Introduction

In this particular file we will work on sentiment analysis. Sentiment analysis is the process of computationally identifying and categorizing opinions expressed in a piece of text, especially in order to determine whether the writer’s attitude towards a particular topic, product, etc. is positive, negative, or neutral according to Oxford. This work is based on two parts, i) to copy and reproduce the code from the book mentioned in the link at the bottom, and ii) to extend the same code to apply it to another corpus and also to do research on another lexicon from a different package apart from tidytext package. So let’s get down to business

Code from the book

In the book they first got the text data of novels and then the text was un-nested using unnest_tokens() function to make it tidy. Afterwards using group_by() and mutate() functions extra columns to keep track of which line and chapter of the book each word comes from. In order to achieve that we have to set up the environment first, so let’s acquire all the required libraries:

Setting up the environment:

library(tidyverse)
library(syuzhet)
library(tidytext)
library(textdata)
library(janeaustenr)
library(wordcloud)
library(reshape2)

Let’s put everything into columns as mentioned above:

tidy_books <- austen_books() %>%
  group_by(book) %>%
  mutate(
    linenumber = row_number(),
    chapter = cumsum(str_detect(text, 
                                regex("^chapter [\\divxlc]", 
                                      ignore_case = TRUE)))) %>%
  ungroup() %>%
  unnest_tokens(word, text)

let’s filter() the data frame with the text from the books for the words from Emma and then use inner_join() to perform the sentiment analysis. What are the most common joy words in Emma? Let’s use count() from dplyr.

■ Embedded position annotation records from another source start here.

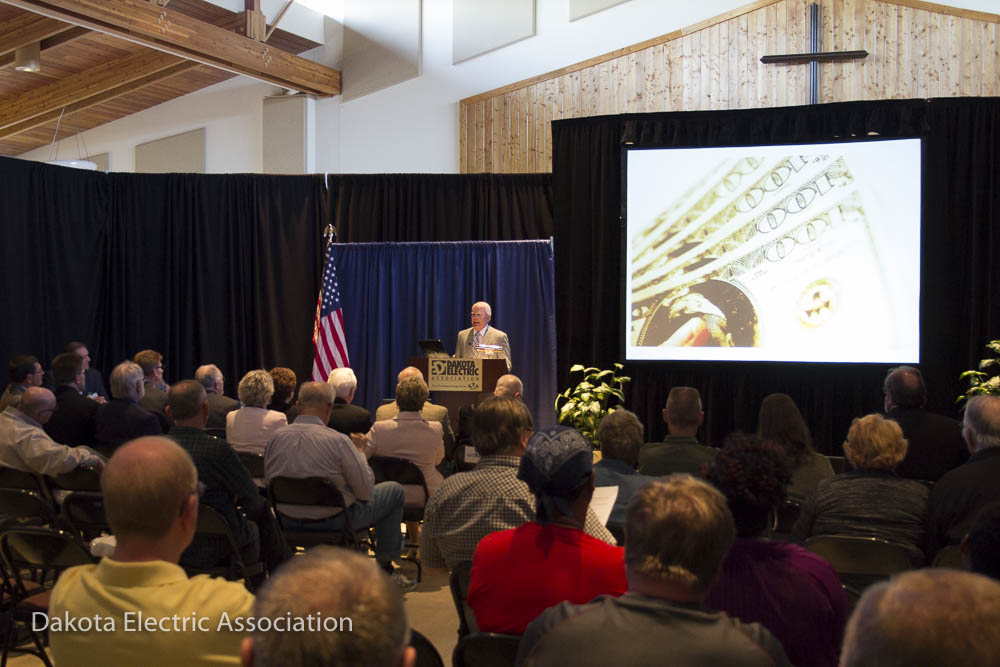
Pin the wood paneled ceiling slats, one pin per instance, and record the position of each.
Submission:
(92, 78)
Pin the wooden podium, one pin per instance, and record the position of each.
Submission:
(455, 400)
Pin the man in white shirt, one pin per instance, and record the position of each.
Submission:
(24, 445)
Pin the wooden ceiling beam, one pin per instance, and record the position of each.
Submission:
(172, 32)
(84, 89)
(96, 98)
(26, 29)
(68, 35)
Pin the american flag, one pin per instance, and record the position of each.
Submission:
(328, 332)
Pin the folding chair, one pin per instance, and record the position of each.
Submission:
(211, 524)
(406, 472)
(486, 649)
(458, 581)
(46, 552)
(310, 492)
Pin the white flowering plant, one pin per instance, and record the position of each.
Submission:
(986, 378)
(585, 404)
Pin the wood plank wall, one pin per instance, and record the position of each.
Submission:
(917, 50)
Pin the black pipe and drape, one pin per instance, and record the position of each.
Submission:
(960, 264)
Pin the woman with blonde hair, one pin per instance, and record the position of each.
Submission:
(870, 500)
(250, 428)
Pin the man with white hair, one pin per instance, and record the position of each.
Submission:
(926, 618)
(219, 405)
(481, 333)
(962, 492)
(25, 446)
(509, 386)
(344, 417)
(122, 418)
(430, 412)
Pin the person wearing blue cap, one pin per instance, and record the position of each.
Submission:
(520, 572)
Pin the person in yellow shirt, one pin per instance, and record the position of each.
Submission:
(139, 606)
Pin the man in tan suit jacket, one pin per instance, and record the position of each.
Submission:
(430, 412)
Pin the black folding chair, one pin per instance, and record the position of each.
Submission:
(212, 525)
(45, 552)
(458, 581)
(486, 649)
(427, 655)
(310, 492)
(84, 478)
(84, 511)
(406, 472)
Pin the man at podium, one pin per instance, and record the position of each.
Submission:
(482, 340)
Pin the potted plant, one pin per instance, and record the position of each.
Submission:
(585, 404)
(985, 379)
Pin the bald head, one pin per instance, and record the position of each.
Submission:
(145, 484)
(904, 388)
(508, 386)
(409, 371)
(926, 618)
(38, 403)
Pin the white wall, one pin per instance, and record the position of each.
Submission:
(412, 126)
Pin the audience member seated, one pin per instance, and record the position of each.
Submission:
(154, 397)
(347, 418)
(790, 591)
(25, 446)
(94, 385)
(677, 533)
(780, 421)
(471, 505)
(981, 547)
(870, 500)
(520, 572)
(250, 428)
(150, 489)
(335, 586)
(620, 435)
(307, 448)
(229, 490)
(24, 371)
(122, 418)
(960, 494)
(408, 436)
(507, 386)
(430, 412)
(680, 451)
(219, 405)
(926, 618)
(74, 422)
(935, 442)
(285, 383)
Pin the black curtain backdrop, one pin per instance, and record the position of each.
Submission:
(220, 269)
(441, 207)
(959, 255)
(205, 269)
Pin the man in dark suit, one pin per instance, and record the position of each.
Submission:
(74, 422)
(154, 397)
(935, 443)
(122, 418)
(344, 417)
(219, 405)
(94, 383)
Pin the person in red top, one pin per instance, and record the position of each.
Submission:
(518, 573)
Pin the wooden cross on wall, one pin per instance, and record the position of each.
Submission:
(814, 57)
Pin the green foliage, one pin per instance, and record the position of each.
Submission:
(584, 405)
(986, 378)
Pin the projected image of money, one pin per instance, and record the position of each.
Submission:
(774, 253)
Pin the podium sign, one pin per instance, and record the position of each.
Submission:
(455, 374)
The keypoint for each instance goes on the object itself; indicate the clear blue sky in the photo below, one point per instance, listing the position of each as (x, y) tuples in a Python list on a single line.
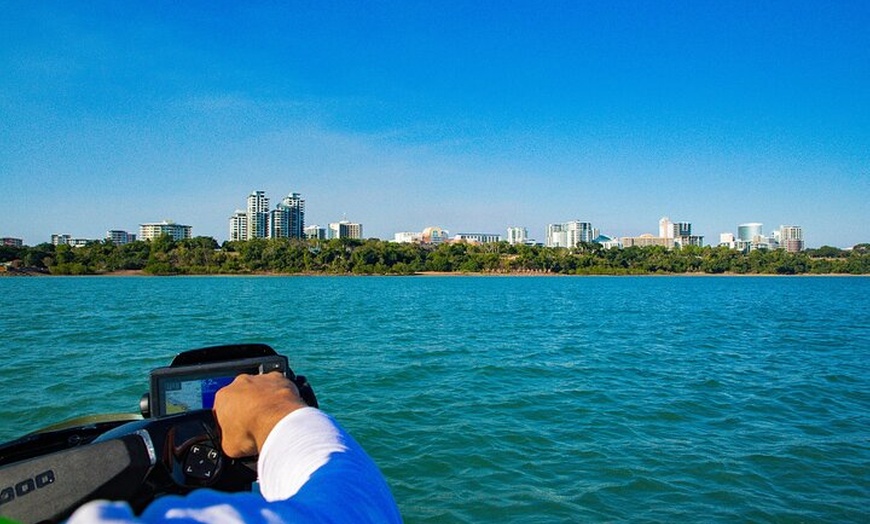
[(471, 116)]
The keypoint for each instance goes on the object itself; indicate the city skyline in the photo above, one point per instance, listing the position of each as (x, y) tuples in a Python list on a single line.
[(407, 115)]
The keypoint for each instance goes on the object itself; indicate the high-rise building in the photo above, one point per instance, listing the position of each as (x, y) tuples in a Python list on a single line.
[(154, 230), (791, 238), (570, 234), (666, 228), (750, 231), (258, 215), (57, 239), (517, 235), (669, 229), (315, 232), (750, 236), (345, 229), (239, 226), (288, 218)]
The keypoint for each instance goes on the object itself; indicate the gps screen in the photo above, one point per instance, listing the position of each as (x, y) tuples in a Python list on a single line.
[(190, 394)]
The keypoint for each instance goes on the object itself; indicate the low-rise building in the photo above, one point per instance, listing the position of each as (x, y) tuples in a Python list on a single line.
[(477, 238), (9, 241), (119, 237), (153, 230), (647, 239)]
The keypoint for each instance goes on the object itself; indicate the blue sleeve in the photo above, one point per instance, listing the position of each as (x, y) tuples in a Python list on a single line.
[(344, 487)]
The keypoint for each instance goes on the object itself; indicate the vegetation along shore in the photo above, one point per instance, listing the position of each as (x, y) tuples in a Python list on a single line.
[(204, 256)]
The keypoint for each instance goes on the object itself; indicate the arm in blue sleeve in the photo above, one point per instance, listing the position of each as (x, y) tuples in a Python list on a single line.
[(310, 470)]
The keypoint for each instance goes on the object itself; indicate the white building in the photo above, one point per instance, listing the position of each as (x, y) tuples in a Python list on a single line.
[(239, 226), (570, 234), (791, 238), (517, 235), (345, 229), (727, 240), (750, 236), (119, 238), (167, 227), (287, 220), (258, 215), (315, 232), (477, 238), (407, 237), (57, 239)]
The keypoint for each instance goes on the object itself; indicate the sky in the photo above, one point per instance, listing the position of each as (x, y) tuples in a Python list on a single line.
[(470, 116)]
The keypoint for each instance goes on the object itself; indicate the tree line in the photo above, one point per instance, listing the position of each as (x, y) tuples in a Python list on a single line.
[(204, 256)]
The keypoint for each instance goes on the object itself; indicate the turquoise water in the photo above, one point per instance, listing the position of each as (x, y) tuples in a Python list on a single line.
[(507, 399)]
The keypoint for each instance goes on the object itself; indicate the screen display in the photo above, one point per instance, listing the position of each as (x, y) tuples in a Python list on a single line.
[(186, 394)]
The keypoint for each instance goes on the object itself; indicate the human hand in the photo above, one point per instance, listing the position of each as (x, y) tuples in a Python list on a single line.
[(248, 409)]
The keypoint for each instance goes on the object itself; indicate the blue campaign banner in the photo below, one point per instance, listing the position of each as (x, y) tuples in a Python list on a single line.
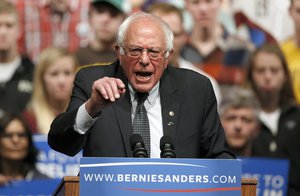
[(30, 188), (142, 176), (271, 174), (52, 163)]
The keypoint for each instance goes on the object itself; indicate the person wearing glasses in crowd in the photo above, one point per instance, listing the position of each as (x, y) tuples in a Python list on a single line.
[(181, 103), (18, 154)]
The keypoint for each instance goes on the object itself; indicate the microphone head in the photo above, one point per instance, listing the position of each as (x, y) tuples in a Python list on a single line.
[(166, 140), (167, 147), (137, 146)]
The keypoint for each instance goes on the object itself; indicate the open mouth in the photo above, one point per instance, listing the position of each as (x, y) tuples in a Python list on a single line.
[(143, 74)]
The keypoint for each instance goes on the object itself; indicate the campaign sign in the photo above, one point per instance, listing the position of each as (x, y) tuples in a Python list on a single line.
[(52, 163), (271, 175), (144, 176)]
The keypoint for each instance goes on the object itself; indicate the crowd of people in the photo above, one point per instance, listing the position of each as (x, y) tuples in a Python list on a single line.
[(44, 43)]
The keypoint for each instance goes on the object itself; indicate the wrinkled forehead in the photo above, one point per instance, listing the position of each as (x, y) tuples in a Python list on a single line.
[(146, 31)]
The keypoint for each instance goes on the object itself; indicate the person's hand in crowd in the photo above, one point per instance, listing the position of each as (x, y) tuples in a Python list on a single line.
[(104, 91)]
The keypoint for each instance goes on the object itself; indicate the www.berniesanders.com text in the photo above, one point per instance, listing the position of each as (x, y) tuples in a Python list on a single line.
[(159, 178)]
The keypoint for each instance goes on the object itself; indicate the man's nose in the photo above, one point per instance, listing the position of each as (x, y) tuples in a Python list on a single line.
[(144, 58), (238, 125)]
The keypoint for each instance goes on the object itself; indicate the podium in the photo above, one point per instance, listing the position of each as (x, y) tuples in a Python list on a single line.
[(144, 176), (69, 185)]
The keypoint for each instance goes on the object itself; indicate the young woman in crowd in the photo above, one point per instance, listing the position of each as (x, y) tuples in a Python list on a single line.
[(17, 151), (53, 83), (279, 116)]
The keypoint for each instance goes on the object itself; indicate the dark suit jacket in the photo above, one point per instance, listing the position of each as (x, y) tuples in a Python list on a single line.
[(195, 126)]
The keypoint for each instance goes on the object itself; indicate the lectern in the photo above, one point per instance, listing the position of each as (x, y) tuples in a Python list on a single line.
[(144, 176), (69, 185)]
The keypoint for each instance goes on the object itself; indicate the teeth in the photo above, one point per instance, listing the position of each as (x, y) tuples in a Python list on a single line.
[(143, 74)]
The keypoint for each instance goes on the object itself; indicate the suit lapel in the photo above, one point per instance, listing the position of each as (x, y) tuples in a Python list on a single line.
[(169, 103), (123, 112)]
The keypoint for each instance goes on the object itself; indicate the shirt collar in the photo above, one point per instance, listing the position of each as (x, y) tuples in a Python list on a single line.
[(153, 94)]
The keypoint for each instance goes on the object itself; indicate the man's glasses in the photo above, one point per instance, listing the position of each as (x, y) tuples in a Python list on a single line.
[(136, 52)]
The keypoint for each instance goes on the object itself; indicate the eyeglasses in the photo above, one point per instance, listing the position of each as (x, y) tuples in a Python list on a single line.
[(153, 53), (11, 135)]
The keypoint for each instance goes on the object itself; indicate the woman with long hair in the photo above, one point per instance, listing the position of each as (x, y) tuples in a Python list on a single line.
[(53, 83), (18, 155), (279, 116)]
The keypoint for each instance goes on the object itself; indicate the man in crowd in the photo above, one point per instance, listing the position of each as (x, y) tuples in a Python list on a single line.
[(107, 101), (239, 117), (104, 18)]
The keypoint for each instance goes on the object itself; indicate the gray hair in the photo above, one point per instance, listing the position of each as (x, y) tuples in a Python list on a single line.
[(238, 97), (169, 37)]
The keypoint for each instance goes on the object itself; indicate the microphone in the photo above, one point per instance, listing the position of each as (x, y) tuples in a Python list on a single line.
[(167, 147), (138, 146)]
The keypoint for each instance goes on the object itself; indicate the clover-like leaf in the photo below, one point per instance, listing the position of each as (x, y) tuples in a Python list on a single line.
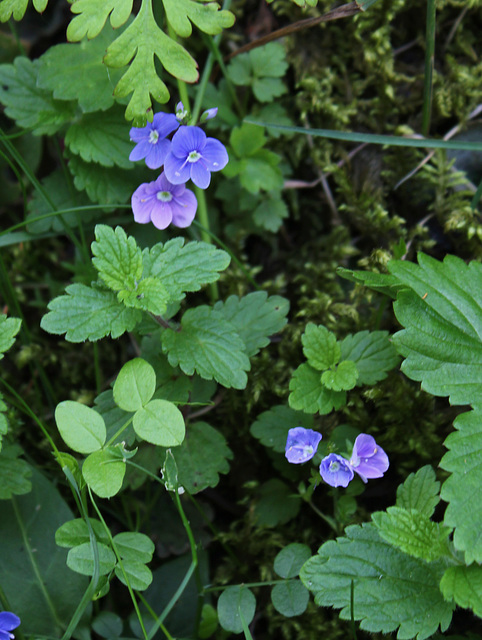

nrc_joy <- get_sentiments("nrc") %>% 
  filter(sentiment == "joy")

tidy_books %>%
  filter(book == "Emma") %>%
  inner_join(nrc_joy) %>%
  count(word, sort = TRUE)
## Joining, by = "word"
jane_austen_sentiment <- tidy_books %>%
  inner_join(get_sentiments("bing")) %>%
  count(book, index = linenumber %/% 80, sentiment) %>%
  pivot_wider(names_from = sentiment, values_from = n, values_fill = 0) %>% 
  mutate(sentiment = positive - negative)
## Joining, by = "word"
ggplot(jane_austen_sentiment, aes(index, sentiment, fill = book)) +
  geom_col(show.legend = FALSE) +
  facet_wrap(~book, ncol = 2, scales = "free_x")

Comparing the three sentiment dictionaries:

Let’s use all three sentiment lexicons and examine how the sentiment changes across the narrative arc of Pride and Prejudice. First, let’s use filter() to choose only the words from the one novel we are interested in.

pride_prejudice <- tidy_books %>% 
  filter(book == "Pride & Prejudice")
afinn <- pride_prejudice %>% 
  inner_join(get_sentiments("afinn")) %>% 
  group_by(index = linenumber %/% 80) %>% 
  summarise(sentiment = sum(value)) %>% 
  mutate(method = "AFINN")
## Joining, by = "word"
bing_and_nrc <- bind_rows(
  pride_prejudice %>% 
    inner_join(get_sentiments("bing")) %>%
    mutate(method = "Bing et al."),
  pride_prejudice %>% 
    inner_join(get_sentiments("nrc") %>% 
                 filter(sentiment %in% c("positive", 
                                         "negative"))
    ) %>%
    mutate(method = "NRC")) %>%
  count(method, index = linenumber %/% 80, sentiment) %>%
  pivot_wider(names_from = sentiment,
              values_from = n,
              values_fill = 0) %>% 
  mutate(sentiment = positive - negative)
## Joining, by = "word"
## Joining, by = "word"
bind_rows(afinn, 
          bing_and_nrc) %>%
  ggplot(aes(index, sentiment, fill = method)) +
  geom_col(show.legend = FALSE) +
  facet_wrap(~method, ncol = 1, scales = "free_y")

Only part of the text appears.